The program began last summer with a week of education and training at Caltech in Pasadena, Calif. It continued throughout the following months with online collaboration and weekly videoconferencing to coordinate the research and produce the poster for the presentation. The program is fully funded by the NASA Astrophysics Data Program, resulting in zero cost to the district or student families, including tuition, transportation and living expenses during both Caltech work sessions and the AAS conference.
“Everybody thinks astronomers spend all their time looking through telescopes,” said Bellusci. “But what really happens is that they look at measurements of light at various wavelengths for lots and lots of stars, and do math to find out if the theories are right. Our sorting was all about color and magnitude.”

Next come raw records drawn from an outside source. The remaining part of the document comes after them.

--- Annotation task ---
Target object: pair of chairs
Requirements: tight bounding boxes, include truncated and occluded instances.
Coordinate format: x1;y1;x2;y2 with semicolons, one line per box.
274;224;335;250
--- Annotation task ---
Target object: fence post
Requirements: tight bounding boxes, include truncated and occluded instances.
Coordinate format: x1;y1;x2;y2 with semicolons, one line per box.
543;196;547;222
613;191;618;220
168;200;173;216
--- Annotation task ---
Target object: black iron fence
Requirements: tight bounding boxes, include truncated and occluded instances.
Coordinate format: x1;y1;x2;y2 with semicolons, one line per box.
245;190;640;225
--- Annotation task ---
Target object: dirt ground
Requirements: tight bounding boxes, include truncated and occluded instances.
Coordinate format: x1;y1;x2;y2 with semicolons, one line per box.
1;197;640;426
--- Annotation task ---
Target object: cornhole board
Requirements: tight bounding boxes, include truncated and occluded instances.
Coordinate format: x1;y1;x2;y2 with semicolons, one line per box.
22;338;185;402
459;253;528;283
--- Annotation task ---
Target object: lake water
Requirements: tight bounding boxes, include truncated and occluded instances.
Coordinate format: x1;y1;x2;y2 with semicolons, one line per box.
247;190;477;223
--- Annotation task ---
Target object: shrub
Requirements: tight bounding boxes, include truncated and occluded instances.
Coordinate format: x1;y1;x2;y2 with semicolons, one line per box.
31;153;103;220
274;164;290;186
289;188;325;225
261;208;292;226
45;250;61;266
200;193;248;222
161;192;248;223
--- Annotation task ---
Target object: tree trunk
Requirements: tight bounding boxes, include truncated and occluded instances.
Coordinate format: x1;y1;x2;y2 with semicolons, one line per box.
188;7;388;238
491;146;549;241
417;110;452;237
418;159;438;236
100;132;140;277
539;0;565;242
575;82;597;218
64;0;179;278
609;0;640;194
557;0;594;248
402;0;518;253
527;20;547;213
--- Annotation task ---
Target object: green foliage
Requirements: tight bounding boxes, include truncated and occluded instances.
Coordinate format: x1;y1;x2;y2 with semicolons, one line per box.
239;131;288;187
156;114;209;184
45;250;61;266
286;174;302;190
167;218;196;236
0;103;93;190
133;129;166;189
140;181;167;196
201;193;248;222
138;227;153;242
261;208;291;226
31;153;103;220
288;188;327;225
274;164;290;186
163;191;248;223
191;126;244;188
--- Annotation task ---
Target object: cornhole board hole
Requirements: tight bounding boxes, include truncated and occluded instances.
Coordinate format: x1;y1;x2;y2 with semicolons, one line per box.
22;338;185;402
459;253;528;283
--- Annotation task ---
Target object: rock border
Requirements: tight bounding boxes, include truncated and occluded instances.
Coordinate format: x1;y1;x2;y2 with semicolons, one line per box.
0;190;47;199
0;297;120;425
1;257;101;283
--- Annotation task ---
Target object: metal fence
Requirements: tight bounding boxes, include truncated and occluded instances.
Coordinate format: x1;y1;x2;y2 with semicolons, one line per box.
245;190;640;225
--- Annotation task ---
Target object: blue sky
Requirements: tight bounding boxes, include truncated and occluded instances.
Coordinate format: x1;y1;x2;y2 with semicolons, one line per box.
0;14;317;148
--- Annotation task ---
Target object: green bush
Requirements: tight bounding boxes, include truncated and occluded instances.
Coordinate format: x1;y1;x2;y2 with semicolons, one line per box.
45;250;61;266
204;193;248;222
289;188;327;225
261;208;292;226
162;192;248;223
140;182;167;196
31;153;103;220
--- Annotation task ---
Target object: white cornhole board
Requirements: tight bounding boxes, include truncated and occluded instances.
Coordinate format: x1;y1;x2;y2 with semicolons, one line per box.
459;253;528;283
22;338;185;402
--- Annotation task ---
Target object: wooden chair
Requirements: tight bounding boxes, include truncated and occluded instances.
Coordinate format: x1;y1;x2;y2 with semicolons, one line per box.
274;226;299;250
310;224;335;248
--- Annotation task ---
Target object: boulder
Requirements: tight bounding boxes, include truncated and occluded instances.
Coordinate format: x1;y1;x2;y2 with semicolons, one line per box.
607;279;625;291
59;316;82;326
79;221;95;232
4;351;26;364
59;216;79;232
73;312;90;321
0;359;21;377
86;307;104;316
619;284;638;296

“Once we got as far as we could with math alone,” said Pawelski, “then we actually looked at images to see which of our picks were point-like, which means they were stars; or in a star-forming cloud, which means they were baby stars; or a little fuzzy and all by themselves, which means there’s a good chance we’d found a galaxy.”
“I’m proud of these kids for learning so much about astronomy,” said Urbanowski, “and even prouder still of the lesson they learned about the way science works.”
“That’s right,” said Bellusci. “The process isn't about getting exact answers immediately and having a definitive solution. It's about making mistakes and learning from them, and adapting different methods to figure out what works and produces a reasonable conclusion. The whole point is to make mistakes and use them to improve our current knowledge.”
The ultimate product of all that work, a poster titled, “Searching for Short-Term Variable Active Galactic Nuclei: A Vital Step Toward Using AGN as Standard Candles,” lists Bellusci, Pawelski and Urbanowski among its authors.